Many thanks for the detailed explanation. I will experiment with such a patch inclusive
of passing in some flags so that the driver is aware of the intent never to split, and
then attempt to evaluate for myself, at least initially, if the overhead and extra code is
worth this case. I’ll also dig into understanding the basis for the trackers. While I
did of course see them when I was going through the code, I had hoped that maybe they only
served some ancillary purpose involving something like performance or debugging. As
evidenced by the content of your reply, apparently that was a bad theory on my part,
*grin*, but your providing context to their relationship with PRP lists I’m sure will
serve as very helpful toward my understanding of their use. Thank you again.
On Aug 4, 2017, at 6:46 PM, Harris, James R
Great question. In a lot of cases, saving off cb_fn/cb_arg would work as you suggest.
But there are a few cases where it would not – I’ll try to explain.
The io_queue_requests value represents how many nvme_request structures are allocated per
IO queue pair.

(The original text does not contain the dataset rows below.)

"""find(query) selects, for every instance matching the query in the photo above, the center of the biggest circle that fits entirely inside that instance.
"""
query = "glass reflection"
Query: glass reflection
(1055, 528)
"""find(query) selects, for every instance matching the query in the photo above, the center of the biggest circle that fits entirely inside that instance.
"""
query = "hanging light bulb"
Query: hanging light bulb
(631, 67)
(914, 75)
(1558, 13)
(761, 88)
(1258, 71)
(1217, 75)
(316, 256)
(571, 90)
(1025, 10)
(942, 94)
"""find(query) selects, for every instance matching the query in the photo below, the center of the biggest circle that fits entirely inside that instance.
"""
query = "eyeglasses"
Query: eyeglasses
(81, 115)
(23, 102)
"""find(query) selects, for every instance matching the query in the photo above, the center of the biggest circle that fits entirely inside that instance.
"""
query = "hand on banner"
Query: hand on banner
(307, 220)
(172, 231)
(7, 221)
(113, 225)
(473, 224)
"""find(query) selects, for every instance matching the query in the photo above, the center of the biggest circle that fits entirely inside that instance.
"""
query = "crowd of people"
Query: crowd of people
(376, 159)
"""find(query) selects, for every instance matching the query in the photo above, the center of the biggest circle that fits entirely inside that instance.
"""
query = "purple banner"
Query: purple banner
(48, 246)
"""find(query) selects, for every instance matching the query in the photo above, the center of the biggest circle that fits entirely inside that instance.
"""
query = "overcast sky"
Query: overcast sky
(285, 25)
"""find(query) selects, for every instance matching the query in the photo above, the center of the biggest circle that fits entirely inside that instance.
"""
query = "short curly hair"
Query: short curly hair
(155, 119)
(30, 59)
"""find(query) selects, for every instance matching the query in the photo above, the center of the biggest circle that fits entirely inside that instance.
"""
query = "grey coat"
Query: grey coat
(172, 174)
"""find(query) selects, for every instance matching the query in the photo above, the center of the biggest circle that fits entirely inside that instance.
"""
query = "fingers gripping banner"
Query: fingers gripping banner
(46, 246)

In the normal case, one call to spdk_nvme_read/write (or one of its
variants) consumes one nvme_request structure and results in one I/O to the SSD. But
there are a few cases where we need to split the user request into multiple I/O to the SSD
– each of which will consume its own nvme_request structure (plus one for the original
1) If the user request exceeds the controller’s MDTS (Max Data Transfer Size), SPDK will
split the request into multiple I/O, each of which is MDTS or less in size.
2) Some Intel NVMe SSDs benefit from splitting I/O in host software if the I/O would
otherwise span a 128KB boundary. For example, a 64KB I/O that starts at offset 96KB (LBA
192 on a 512 byte formatted namespace) would span such a 128KB boundary. The SSD will
handle such an I/O correctly, but performance will be better if the driver splits it into
two I/O – 32KB with offset LBA 192, and 32KB with offset LBA 256. The SPDK NVMe driver
does this splitting to ensure the best performance on these SSDs and relieve the
application from the burden of understanding these boundaries and doing the splits
3) Most NVMe SSDs do not support SGL for describing the host memory buffers, but instead
uses a format called PRP (Physical Region Pages). PRP has some limitations compared to
full SGL. If you’re not familiar with PRP, the NVMe specification has a good explanation.
Some usage models such as vhost generate I/O that are not PRP compatible, which also
requires splitting the I/O into two or more children so that each is PRP compatible.
So, in the scenario we are discussing, if one request completes, but the new I/O
(submitted from the user’s callback) requires more than one request due to one of these
conditions, the spdk_nvme_read/write function would still have an insufficient number of
Your suggestion is still a good one especially for applications that know they will not
submit I/O which require splitting, and that want to depend on an ENOMEM to stop
submitting new I/O requests and wait for a completion to submit a new one in the context
of the completion handler. Would you be willing to submit your patch to GerritHub so the
SPDK community can review it and merge it upstream?
P.S. - There is also the matter of nvme_tracker structures. An nvme_tracker structure is
tied to an nvme_request that has been submitted to the SSD. nvme_tracker structures have
memory allocated for a worst-case PRP list (4KB) and one is allocated per slot in the NVMe
qpair (io_queue_size). Note that this is a lot more memory than the size of an
nvme_request (248 bytes). If an nvme_request is submitted to the qpair and no
nvme_tracker is available, that nvme_request is queued and will be submitted later once an
nvme_tracker becomes available. So freeing the nvme_request earlier would usually allow
the application to submit a new I/O from the context of the completion callback, but there
would be a bit of inefficiency if the nvme_tracker was not also freed earlier. This would
add more complication to the I/O path. This needs more investigation though to quantify
the level of inefficiency to determine if the extra complication is even warranted.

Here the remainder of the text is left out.